Be still and know that I am God. Psalm 46v10
PRAYER is encounter – God’s action in us
Place & Posture
Find the right place for you – that fits what you need.
The best posture is what leads you to be attentive and relaxed at the same time.
Pray as you can, Not as you can’t!
Here are three ways of coming to greater stillness and attentiveness – ways into deeper prayer.
Find what Suits you – These can be just relaxing exercises – attentive preparations for other methods of prayer – or in themselves a still, attentive prayer of presence.
“I need to be still and let God love me I need to relax and let God take over” (African American Hymn)
Prayer is a gift
Sit in a comfortable position.
Close your eyes or simply gaze (at nature, a candle….)
Allow a feeling of relaxation to flow from the top of your head into your forehead…
as you breathe out, breathe away any tension in your forehead…
let that feeling of relaxation flow into your face…
into the small muscles around your eyes, nose, mouth..,
let your jaws relax..,
as you breathe out, breathe away any tension in your face…
let that feeling of relaxation flow into your neck, across your shoulders…
breathe away any tension…
down your upper arms, lower arms to your fingertips…
breathing away tension…
with each breath you take, let the tension of the day ebb away…,
with each breath you take, allow yourself to become as deeply relaxed as you want to be at this time..,
continue down through your body…
relaxing the muscles..,
down into your chest..,
tummy muscles,
the trunk of your body…
down the front of your legs, into your ankles, into your feet, into your toes…

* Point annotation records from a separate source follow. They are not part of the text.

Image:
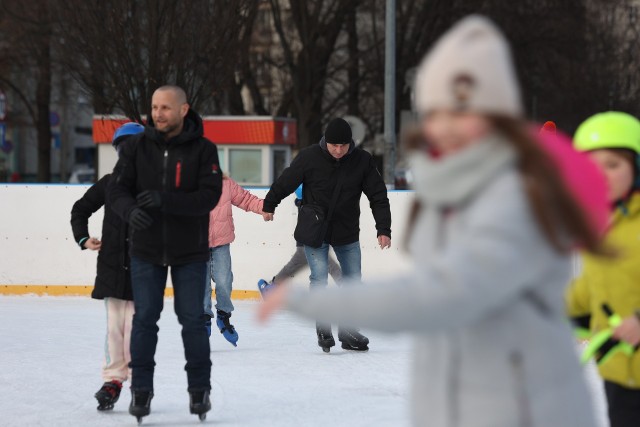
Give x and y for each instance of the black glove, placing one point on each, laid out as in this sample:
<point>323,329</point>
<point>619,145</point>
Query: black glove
<point>149,199</point>
<point>139,219</point>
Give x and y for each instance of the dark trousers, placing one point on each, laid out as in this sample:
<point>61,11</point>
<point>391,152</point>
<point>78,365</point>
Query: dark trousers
<point>624,405</point>
<point>148,282</point>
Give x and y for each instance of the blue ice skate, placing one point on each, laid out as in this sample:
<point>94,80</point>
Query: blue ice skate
<point>265,286</point>
<point>226,328</point>
<point>207,324</point>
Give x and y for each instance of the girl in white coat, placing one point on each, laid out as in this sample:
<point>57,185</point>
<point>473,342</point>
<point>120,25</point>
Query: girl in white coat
<point>491,232</point>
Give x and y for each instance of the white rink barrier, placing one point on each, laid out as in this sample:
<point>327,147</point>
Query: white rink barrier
<point>39,255</point>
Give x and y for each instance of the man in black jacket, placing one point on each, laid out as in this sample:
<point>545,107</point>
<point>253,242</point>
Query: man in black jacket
<point>164,185</point>
<point>320,168</point>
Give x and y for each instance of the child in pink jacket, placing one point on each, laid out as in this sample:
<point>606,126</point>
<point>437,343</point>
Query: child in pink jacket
<point>221,235</point>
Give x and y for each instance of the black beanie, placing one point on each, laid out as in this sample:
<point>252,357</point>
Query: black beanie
<point>338,132</point>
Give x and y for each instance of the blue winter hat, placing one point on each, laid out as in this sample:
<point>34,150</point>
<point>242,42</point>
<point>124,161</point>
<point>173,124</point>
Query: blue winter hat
<point>127,129</point>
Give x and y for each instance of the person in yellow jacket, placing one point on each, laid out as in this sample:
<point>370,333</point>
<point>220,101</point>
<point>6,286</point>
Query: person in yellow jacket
<point>609,287</point>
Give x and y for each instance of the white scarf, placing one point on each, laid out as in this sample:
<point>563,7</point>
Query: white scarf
<point>454,179</point>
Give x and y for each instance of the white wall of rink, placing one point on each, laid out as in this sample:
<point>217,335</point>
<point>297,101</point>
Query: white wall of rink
<point>37,246</point>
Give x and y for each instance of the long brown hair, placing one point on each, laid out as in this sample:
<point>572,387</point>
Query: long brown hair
<point>558,214</point>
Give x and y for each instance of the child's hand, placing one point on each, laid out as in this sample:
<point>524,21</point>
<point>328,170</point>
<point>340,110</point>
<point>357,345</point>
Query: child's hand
<point>274,300</point>
<point>629,331</point>
<point>93,244</point>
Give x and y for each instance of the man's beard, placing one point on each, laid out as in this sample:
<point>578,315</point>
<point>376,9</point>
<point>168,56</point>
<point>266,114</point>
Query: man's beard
<point>168,130</point>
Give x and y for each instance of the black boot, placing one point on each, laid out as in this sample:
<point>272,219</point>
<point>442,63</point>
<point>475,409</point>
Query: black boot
<point>325,337</point>
<point>108,395</point>
<point>351,339</point>
<point>140,404</point>
<point>199,403</point>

then from the top of your head down the back of your head into your neck,
down your back, your buttocks, the back of your legs and into your feet…
gently and slowly breathing away the tension,
letting go and letting God be God.
Sit in a comfortable position – relaxed with back straight
Concentrate all your attention on the physical feeling of breathing in, then of breathing out. Do not deliberately change your breathing.

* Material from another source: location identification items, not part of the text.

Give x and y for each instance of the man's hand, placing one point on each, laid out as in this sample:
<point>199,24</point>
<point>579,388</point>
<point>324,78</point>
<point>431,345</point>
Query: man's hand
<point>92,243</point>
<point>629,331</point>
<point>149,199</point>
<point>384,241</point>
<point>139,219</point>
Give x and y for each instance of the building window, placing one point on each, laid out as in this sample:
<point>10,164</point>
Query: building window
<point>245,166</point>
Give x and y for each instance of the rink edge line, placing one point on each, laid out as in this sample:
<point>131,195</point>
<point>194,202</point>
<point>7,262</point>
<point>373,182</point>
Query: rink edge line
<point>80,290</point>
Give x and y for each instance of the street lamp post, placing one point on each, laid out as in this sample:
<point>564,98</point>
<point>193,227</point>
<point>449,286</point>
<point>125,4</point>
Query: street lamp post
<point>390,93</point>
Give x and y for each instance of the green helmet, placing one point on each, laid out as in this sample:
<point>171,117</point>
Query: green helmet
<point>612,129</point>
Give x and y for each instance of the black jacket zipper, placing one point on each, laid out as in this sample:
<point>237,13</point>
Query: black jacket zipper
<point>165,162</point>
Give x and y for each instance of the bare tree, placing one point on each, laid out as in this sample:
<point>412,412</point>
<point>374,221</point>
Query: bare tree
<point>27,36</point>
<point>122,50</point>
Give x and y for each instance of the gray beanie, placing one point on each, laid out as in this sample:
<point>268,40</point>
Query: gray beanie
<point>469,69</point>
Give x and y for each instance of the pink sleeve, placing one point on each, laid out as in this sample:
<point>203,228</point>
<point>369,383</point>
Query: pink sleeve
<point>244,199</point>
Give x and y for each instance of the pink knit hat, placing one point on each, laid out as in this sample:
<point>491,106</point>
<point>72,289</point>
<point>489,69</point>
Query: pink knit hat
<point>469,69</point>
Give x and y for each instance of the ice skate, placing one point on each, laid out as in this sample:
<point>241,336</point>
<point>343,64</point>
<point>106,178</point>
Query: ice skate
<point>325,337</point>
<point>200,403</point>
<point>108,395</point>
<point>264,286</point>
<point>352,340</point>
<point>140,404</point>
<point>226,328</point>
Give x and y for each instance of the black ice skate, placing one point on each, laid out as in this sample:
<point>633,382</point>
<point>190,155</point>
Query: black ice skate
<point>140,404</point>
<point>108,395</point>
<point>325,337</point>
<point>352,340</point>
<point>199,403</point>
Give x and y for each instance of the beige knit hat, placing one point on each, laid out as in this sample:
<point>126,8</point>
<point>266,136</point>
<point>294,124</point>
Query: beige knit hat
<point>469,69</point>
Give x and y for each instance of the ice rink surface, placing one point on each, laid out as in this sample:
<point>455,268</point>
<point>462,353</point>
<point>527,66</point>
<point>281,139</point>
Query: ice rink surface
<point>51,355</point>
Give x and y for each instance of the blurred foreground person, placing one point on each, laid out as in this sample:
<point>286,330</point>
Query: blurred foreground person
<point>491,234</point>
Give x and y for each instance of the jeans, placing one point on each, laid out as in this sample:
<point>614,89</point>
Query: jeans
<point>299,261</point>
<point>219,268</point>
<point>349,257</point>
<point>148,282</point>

If this exercise were to cause you breathlessness, abandon it!
If the exercise makes you feel so relaxed that you become drowsy, then you are doing it well!

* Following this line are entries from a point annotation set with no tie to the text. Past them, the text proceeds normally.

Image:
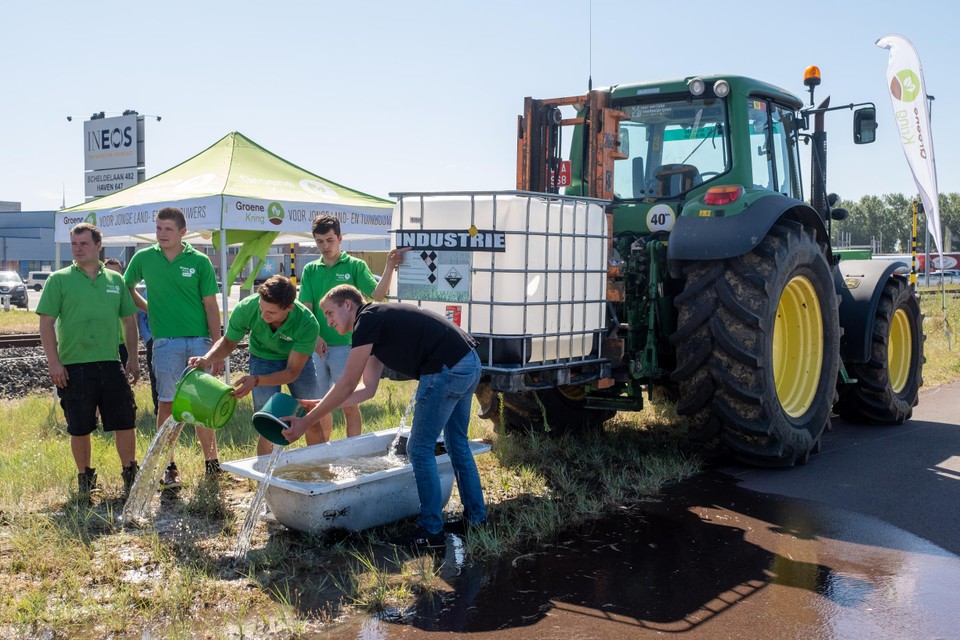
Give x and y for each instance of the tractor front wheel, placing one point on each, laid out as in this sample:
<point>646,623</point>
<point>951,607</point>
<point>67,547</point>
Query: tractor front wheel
<point>888,385</point>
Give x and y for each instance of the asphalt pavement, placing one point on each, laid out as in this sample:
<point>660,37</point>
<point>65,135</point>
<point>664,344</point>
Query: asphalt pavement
<point>907,475</point>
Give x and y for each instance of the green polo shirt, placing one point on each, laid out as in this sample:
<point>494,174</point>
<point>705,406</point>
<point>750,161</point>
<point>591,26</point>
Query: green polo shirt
<point>298,332</point>
<point>177,290</point>
<point>318,278</point>
<point>87,312</point>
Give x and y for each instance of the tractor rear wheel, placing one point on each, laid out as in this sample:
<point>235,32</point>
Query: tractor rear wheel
<point>758,340</point>
<point>887,386</point>
<point>557,411</point>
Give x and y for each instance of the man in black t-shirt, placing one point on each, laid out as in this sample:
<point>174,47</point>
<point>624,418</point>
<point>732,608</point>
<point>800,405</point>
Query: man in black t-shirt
<point>422,345</point>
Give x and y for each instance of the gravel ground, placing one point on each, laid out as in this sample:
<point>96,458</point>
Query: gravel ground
<point>24,370</point>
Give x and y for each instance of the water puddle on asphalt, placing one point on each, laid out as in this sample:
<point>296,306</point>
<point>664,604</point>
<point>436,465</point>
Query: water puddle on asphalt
<point>707,559</point>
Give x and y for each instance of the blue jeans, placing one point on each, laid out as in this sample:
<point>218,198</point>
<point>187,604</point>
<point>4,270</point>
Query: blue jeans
<point>443,403</point>
<point>304,387</point>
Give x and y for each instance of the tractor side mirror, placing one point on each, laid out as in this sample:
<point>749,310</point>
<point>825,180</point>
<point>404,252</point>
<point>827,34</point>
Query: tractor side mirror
<point>864,125</point>
<point>625,141</point>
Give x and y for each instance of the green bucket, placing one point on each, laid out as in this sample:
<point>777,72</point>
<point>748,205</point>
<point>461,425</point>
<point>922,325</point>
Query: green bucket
<point>267,421</point>
<point>203,400</point>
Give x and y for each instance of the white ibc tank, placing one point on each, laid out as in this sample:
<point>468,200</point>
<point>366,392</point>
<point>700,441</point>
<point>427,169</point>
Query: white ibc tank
<point>523,273</point>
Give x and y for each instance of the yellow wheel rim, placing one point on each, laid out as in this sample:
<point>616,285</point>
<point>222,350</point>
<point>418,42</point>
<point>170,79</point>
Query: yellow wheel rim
<point>797,346</point>
<point>899,351</point>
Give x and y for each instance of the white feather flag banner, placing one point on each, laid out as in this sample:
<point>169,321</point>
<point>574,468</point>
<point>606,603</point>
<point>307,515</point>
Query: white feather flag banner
<point>909,98</point>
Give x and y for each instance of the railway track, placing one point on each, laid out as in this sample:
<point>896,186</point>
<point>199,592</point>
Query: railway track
<point>23,340</point>
<point>19,340</point>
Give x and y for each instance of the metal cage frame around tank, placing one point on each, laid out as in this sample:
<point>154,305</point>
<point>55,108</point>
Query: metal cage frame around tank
<point>548,372</point>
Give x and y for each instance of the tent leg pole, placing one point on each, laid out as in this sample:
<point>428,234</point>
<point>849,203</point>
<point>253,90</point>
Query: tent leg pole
<point>224,294</point>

If you are rested and want to turn this exercise into more explicit prayer, then let your in-breath express all that you long for, and your out-breath be a surrender of yourself together with all your worries, anxieties, guilt, pain. (Don’t moralize or judge yourself.)
Identify each sound you can hear. (Don’t rush, don’t strain, concentrate attention wholly on each sound you can hear.)
Sudden sounds and distractions should be acknowledged – Then bring attention back to where you were.
For a sequence, seek the sound… move from inside to outside the room and back again, then inside yourself finally to the sound of your breathing.
This exercise can be turned into explicit prayer by recognising God’s presence in the sounds and what they symbolise: people, nature etc.